Bond Co-edits "The Rise of Trumpism"
On the eve of the presidential inauguration, a top journal in American anthropology has published a collection of essays, co-edited by Associate Director of the Center for the Advancement of Public Action David Bond, which raises new questions about the rise of Trump and the current state of American politics. The collection features work from leading anthropologists who offer provocative reflections on the culture of Trump and popular misconceptions of class and race today. These wide-ranging essays offer bold new interpretations of solidarity, hate and the future of American democracy.

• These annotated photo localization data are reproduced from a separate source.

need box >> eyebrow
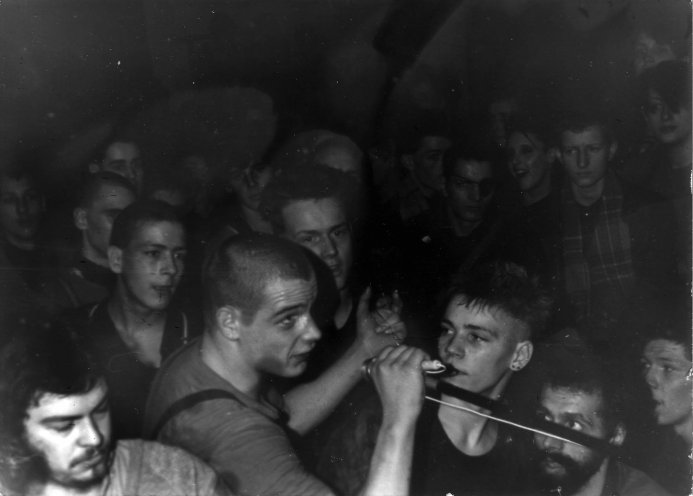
[561,412,594,428]
[40,396,109,424]
[272,304,306,320]
[440,319,498,338]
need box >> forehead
[0,175,36,195]
[104,142,140,160]
[27,381,108,422]
[258,276,317,312]
[90,184,135,209]
[561,125,606,145]
[644,339,690,362]
[444,295,527,339]
[541,386,604,418]
[282,198,346,231]
[451,159,493,179]
[126,220,185,248]
[508,131,542,148]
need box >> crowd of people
[0,5,691,496]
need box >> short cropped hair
[0,323,104,493]
[539,345,623,435]
[203,233,315,327]
[442,141,497,181]
[78,171,136,208]
[440,261,553,340]
[637,297,692,361]
[555,105,615,145]
[638,60,692,113]
[109,199,183,249]
[259,165,358,234]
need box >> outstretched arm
[285,288,405,434]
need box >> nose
[16,197,29,216]
[320,235,338,260]
[538,433,563,453]
[160,252,179,277]
[645,367,660,390]
[443,333,465,358]
[577,149,589,169]
[303,316,322,342]
[468,184,481,202]
[78,417,105,448]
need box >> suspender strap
[150,389,241,440]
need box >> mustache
[69,448,107,468]
[540,451,581,472]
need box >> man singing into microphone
[410,260,553,496]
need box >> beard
[534,450,606,495]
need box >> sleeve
[161,399,335,496]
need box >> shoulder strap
[150,389,241,441]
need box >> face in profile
[644,89,692,147]
[77,184,136,260]
[437,296,531,397]
[101,142,143,192]
[642,339,692,431]
[560,126,615,191]
[507,131,553,194]
[444,159,495,226]
[407,135,451,193]
[238,276,320,378]
[23,380,112,490]
[110,220,186,312]
[534,386,618,495]
[281,197,353,292]
[0,175,43,249]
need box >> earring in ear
[510,363,520,371]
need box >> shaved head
[203,234,315,327]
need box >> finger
[357,286,372,319]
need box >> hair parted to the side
[555,103,615,145]
[202,233,315,328]
[441,139,498,181]
[0,322,105,494]
[109,199,183,249]
[439,260,553,340]
[258,164,358,234]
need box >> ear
[107,246,123,274]
[609,423,626,447]
[510,341,534,372]
[73,207,88,231]
[401,154,415,171]
[215,305,243,341]
[607,141,618,161]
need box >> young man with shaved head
[144,234,428,496]
[52,171,136,309]
[66,200,191,440]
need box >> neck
[81,240,109,268]
[571,178,605,207]
[674,415,693,447]
[241,205,273,234]
[665,136,692,170]
[200,331,261,399]
[108,284,165,329]
[521,176,551,206]
[334,289,353,329]
[569,459,610,496]
[27,480,103,496]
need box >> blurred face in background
[0,175,44,249]
[445,159,495,226]
[404,135,451,193]
[101,142,143,193]
[642,339,692,434]
[644,89,692,146]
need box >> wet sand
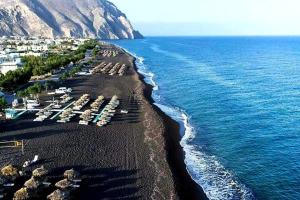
[0,45,207,199]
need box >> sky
[109,0,300,36]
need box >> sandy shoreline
[131,53,208,200]
[0,44,208,199]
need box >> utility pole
[21,140,24,155]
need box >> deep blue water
[112,37,300,200]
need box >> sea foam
[180,113,256,200]
[116,44,255,200]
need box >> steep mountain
[0,0,143,39]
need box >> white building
[17,45,31,52]
[0,37,89,75]
[0,55,23,75]
[31,44,49,52]
[20,51,43,57]
[16,44,49,52]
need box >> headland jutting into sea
[0,38,207,199]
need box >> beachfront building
[0,55,23,75]
[20,51,43,57]
[17,44,49,52]
[0,37,92,75]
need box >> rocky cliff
[0,0,143,39]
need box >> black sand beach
[0,44,207,200]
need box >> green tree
[0,39,100,91]
[60,72,70,81]
[17,82,44,98]
[92,48,99,57]
[17,90,28,98]
[0,97,7,112]
[45,81,50,92]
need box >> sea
[112,37,300,200]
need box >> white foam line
[113,42,256,200]
[113,44,159,91]
[180,113,256,200]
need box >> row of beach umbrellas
[100,49,119,57]
[73,94,90,111]
[90,95,105,112]
[96,95,119,127]
[10,166,81,200]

“As experts on human diversity, cultural anthropologists are alarmed by the weaponization of difference in American politics today," said co-editor Dr. Lucas Bessire, assistant professor of anthropology at the University of Oklahoma. "This series aims to advance the conversation on inequality and push against the ways our differences are exaggerated and used for partisan and economic profit.”
Challenging widespread narratives of white working class resentment as the primary explanation for the rise of Trump, this collection is inspired by the staggering diversity of working people today and the lived contradictions in former steel towns, coal mining regions, and the agricultural heartland of America. Drawing from long-term ethnographic fieldwork, the contributors offer fresh insight into the simplification of race and class in election post-mortems and draw new attention to reproductive politics, populism, faith and the challenges of rural life today.
“The elected direction of American democracy demands a new generation of public intellectuals,” said Bond. “In this moment of self-indulgent presidential grandstanding without regard for empirical evidence or human consequence, the insight of serious social research is desperately needed as a vital public good. This collection begins to chart out those scholars and issues that should be part of the larger conversation on President-Elect Trump.”
The Rise of Trumpism also includes two essays by Bennington alumnae, Faye Ginsburg '78 and Judith Butler '75.